Conheci Cristina na biblioteca. Naquela época eu trabalhava organizando livros por assuntos e etiquetas. Não era um trabalho ruim, embora tedioso. Suava pouco (e caras gordos suam muito) e sobrava tempo para fumar no banheiro dos fundos. Como todos sabem, não é permitido fumar em uma biblioteca, mas eu acabava dando um jeito. Bastava abrir a janela e espirrar um pouco de desinfetante que tudo começava a cheirar como novo. Sinto saudades da fumaça rodopiando em espirais alucinantes até a lâmpada moribunda no teto. Aquela porcaria, o cigarro, foi o primeiro grande mal da minha vida. Uma maldição. Mas depois eu descobri que Cristina era pior. Muito pior. Meus pulmões estão ferrados, mas um coração partido dói mais. Antes eu apenas não poderia subir as escadas do meu prédio, mas agora já não consigo sair do quarto.

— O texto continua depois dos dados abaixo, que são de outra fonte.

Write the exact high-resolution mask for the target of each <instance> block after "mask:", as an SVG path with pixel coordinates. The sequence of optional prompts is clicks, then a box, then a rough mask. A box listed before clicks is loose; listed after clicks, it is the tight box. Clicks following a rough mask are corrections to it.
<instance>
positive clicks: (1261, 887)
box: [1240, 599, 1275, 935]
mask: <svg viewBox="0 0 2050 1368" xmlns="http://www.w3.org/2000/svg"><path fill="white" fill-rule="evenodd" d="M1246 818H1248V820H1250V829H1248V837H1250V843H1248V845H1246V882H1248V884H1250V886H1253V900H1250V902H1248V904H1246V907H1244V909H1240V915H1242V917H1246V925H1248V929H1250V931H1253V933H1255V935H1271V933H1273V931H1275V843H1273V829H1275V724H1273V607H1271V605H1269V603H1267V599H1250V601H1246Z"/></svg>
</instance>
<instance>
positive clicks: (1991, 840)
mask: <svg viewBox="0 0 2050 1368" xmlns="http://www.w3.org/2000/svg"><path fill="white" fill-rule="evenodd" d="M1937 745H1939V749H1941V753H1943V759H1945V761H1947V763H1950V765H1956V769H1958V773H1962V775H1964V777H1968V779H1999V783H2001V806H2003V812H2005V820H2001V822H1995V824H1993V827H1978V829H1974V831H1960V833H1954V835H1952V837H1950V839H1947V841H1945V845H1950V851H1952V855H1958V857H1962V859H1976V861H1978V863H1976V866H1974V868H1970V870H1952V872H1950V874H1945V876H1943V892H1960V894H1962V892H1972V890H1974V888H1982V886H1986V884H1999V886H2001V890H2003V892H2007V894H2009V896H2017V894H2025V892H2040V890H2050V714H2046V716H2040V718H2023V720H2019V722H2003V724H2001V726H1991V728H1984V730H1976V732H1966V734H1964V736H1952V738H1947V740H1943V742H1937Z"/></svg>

Cristina arruinou a minha vida.
Sempre tive o dom de perceber quando o dia seria uma merda. Aquela manhã de maio começou exatamente como todas as outras, com exceção do meu alarme interno tocando sem parar em algum lugar dentro da minha cabeça. Eu não deveria ter saído de casa, mas fui burro o bastante para ignorar aquela vozinha interna que gritava como uma velha com câncer de útero. Quando encontrei cinco pratas no corredor pensei que pela primeira vez eu pudesse estar errado. A sensação é parecida com aquela que você sente quando o teste de gravidez da sua namorada é negativo. Droga. O dinheiro foi como uma piada de mal gosto. Talvez Deus quisesse brincar comigo naquele dia.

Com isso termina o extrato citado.